Sadhna Pass – The sudden gush of strong chilly winds and paved roads, long queues of vehicles waiting for inspection and customary checking, high up on the mountains; Sadhna Pass it is. The gateway to the other side of Kashmir valley. This is one highly sensitive army post, which was again made easy to cross (for our team) with the help of prior permissions.


Tangdhar – Paved roads now started turning into shiny black tarmac, winding and bending, taking us all the way down to lush green yet warmer Tangdhar town. Newly made college/ school buildings, well planned houses and smiling faces all around welcomed us, the visitors, wholeheartedly. Here we were hosted for our lunch at the Indian Army base.


Teetwal -- At 4:30 pm we arrive at Teetwal Village. A warm welcome by the villagers, waiting by the Forest department cottage was heartening to see. While resting by the mighty Kishanganga River, Ali Sajid (Founder-Kashmir Off Road) enquired that “why did we not come from the bustling highway, right across the river?” He was told, - “Sir wo to Pakistan ka traffic hai, apke saamne wala sara unhi ka area hai.” And hussshhhh!!! We all went numb and quiet after that. There we were, all of us 40+ people enjoying our evening tea, right next to the LOC. None of us knew it would be that close. A lull for a moment followed by a sudden burst of excitement and magnifying gazes right across the river. There we were, seeing them, walking, talking, driving and waving at us happily, from another country, wow!


Home-stays --Post our tea, we were then handed over to several native people and forest officials, who took us around and showed us the ample options of home-stays available, all through the village. We had done this earlier, at different places, but for them, it was the first time to host guests at their heavenly abode. People who were not known to them, total strangers but whom they wanted to experience their warm hospitality, a cozy stay in their home and serve delicious organic home food, prepared by them, for us, their new guests. My family and 9 members of another family stayed at the house of an educationist, Mr. Aijaz, who lives there with his wife and two children. His house, spotless clean, was adequately equipped and had all the comfort to offer.


Food – As we were a large group of people, all our hearty meals were collectively prepared by the villagers and organized by the J&K Forest Department. All the produce served was organic, locally grown and tended to. We got to savour red rice, with an array of meat/ chicken and vegetable dishes, all cooked perfectly by them, right in front of us.

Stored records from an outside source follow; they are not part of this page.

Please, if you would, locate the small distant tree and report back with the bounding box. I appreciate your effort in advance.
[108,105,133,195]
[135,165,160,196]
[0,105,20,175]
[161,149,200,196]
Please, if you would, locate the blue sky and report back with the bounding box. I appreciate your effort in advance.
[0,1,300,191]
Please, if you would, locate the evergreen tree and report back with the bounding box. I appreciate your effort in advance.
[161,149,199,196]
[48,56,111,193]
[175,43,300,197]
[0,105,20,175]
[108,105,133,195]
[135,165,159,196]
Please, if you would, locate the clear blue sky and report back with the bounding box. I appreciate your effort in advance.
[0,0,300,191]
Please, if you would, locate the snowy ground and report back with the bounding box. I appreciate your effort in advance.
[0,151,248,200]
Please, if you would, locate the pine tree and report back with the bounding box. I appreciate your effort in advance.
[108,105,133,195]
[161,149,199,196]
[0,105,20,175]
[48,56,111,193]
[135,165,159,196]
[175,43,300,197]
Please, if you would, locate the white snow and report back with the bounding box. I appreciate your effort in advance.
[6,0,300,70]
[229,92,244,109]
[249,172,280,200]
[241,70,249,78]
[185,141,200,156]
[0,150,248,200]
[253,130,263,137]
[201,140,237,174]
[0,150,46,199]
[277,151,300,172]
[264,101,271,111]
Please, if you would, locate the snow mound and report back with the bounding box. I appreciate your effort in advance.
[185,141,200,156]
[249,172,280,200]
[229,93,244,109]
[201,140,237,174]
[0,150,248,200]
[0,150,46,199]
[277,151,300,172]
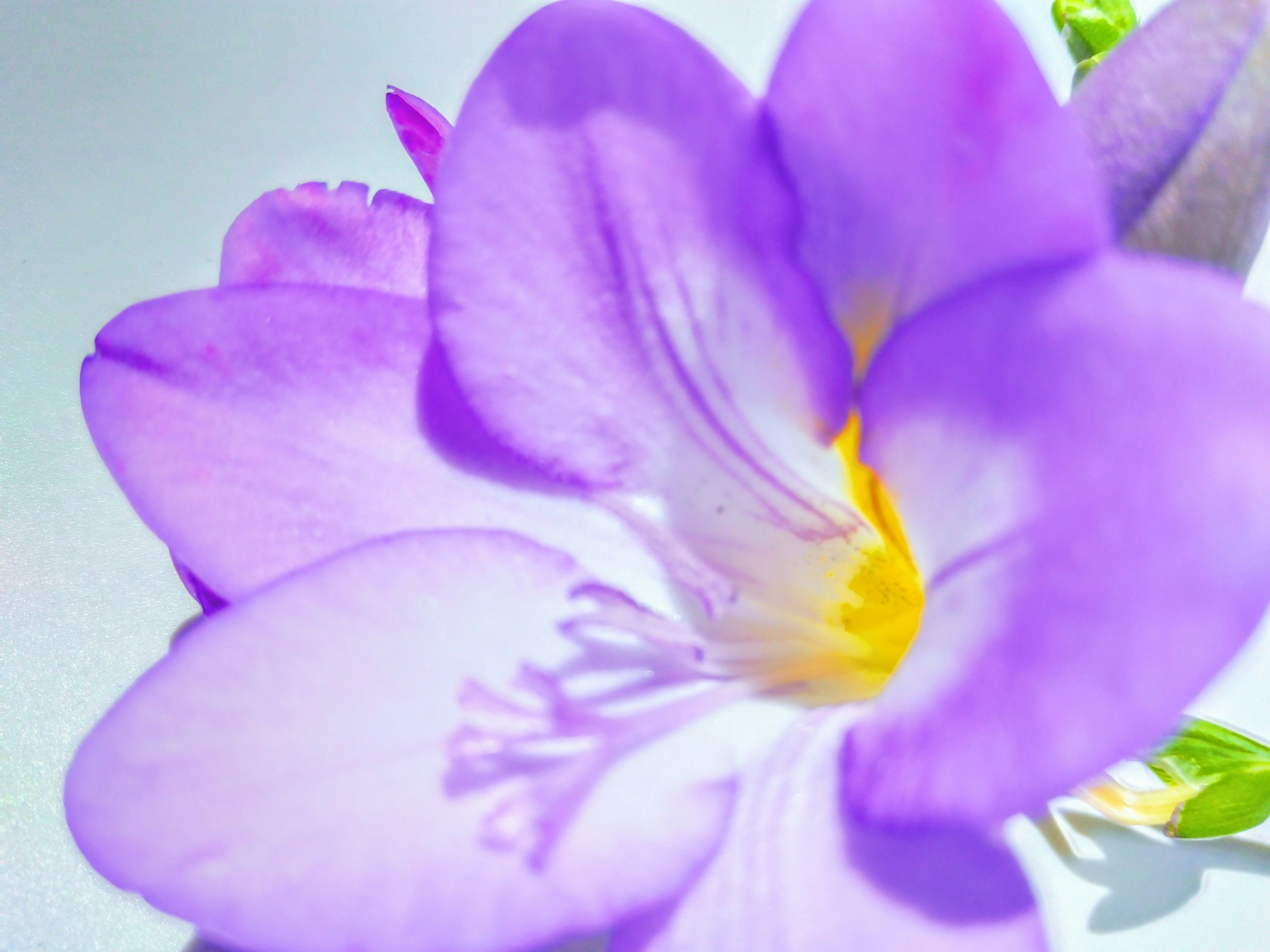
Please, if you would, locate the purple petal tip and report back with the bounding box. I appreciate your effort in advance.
[384,86,453,188]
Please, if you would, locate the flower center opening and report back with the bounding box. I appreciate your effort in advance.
[750,414,926,704]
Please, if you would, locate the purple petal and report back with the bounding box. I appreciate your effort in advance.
[169,552,229,615]
[1072,0,1270,275]
[384,86,455,188]
[845,254,1270,824]
[768,0,1109,350]
[81,286,665,600]
[610,712,1045,952]
[431,0,850,489]
[66,532,792,952]
[221,181,432,297]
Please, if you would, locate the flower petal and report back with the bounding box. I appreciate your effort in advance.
[611,711,1045,952]
[431,0,850,489]
[66,532,792,952]
[221,181,432,297]
[845,254,1270,825]
[384,86,455,188]
[81,286,653,600]
[1071,0,1270,277]
[768,0,1109,359]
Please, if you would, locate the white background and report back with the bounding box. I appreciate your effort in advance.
[0,0,1270,952]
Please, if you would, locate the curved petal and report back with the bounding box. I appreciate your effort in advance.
[221,181,432,297]
[845,254,1270,824]
[610,711,1046,952]
[1071,0,1270,275]
[81,286,653,600]
[767,0,1109,359]
[66,532,792,952]
[431,0,850,489]
[384,86,455,188]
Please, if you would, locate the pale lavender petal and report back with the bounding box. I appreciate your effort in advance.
[66,532,792,952]
[1071,0,1270,277]
[768,0,1109,358]
[431,0,850,489]
[81,286,652,600]
[610,711,1046,952]
[384,86,453,188]
[221,181,432,297]
[843,253,1270,824]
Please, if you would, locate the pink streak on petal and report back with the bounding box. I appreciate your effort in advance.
[221,181,432,298]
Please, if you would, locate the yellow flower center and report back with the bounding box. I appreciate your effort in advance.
[765,414,926,704]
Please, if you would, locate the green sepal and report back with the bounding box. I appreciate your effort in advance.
[1147,718,1270,839]
[1151,718,1270,787]
[1167,768,1270,839]
[1050,0,1138,63]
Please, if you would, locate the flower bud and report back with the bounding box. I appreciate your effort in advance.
[1068,0,1270,277]
[1050,0,1138,85]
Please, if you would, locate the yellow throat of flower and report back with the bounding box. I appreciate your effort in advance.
[779,414,926,704]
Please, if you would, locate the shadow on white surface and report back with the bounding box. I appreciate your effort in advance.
[1036,811,1270,934]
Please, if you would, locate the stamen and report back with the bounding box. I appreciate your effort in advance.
[444,584,756,867]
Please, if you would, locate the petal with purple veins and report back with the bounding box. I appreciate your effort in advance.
[610,711,1046,952]
[221,181,432,297]
[431,0,850,489]
[845,254,1270,825]
[66,532,781,952]
[767,0,1110,364]
[431,0,859,612]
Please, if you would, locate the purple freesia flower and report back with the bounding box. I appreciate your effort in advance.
[66,0,1270,952]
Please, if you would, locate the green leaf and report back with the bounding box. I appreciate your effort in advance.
[1151,718,1270,787]
[1168,767,1270,839]
[1050,0,1138,62]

The Crossing Bridge – Followed by our night stay at Teetwal, we were due to visit an important site early next morning, The Crossing Bridge. This is no ordinary foot-bridge. Built first in 1938 then destroyed and later built again in 1988, is the one that connects the two respective countries, over Kishanganga River. A painted white plank in the middle signifies the border between the Indian and Pakistani side of it. No civilians are allowed to go atop or visit, unless given permissions by the authorities. We were the lucky ones.


Seemari – The last village on this side of LOC. Further up ahead of Teetwal village, the valley narrowed down around the Kishanganga River basin. On that lies this tiny hamlet named Seemari, with a bordering country literally just a stone’s throw away. Natives here spoke about having relatives living on both sides of the border and how often they manage to exchange greetings on all occasions. Simple people, divided by borders. Sigh!


Bonus Bangus – Day two, all the way back from Sadhna Pass, followed by a feisty luncheon organized by the forest department at Drangyari, we were in for our last treat by the officials. A quick trip to gorgeous Bangus Valley and Meadows, through the newly opened road by the authorities recently. Luckily, we were again the first group of vehicles to have explored Bangus valley, this season.


All in all we had a wholesome expedition with endless stories and memories to live with.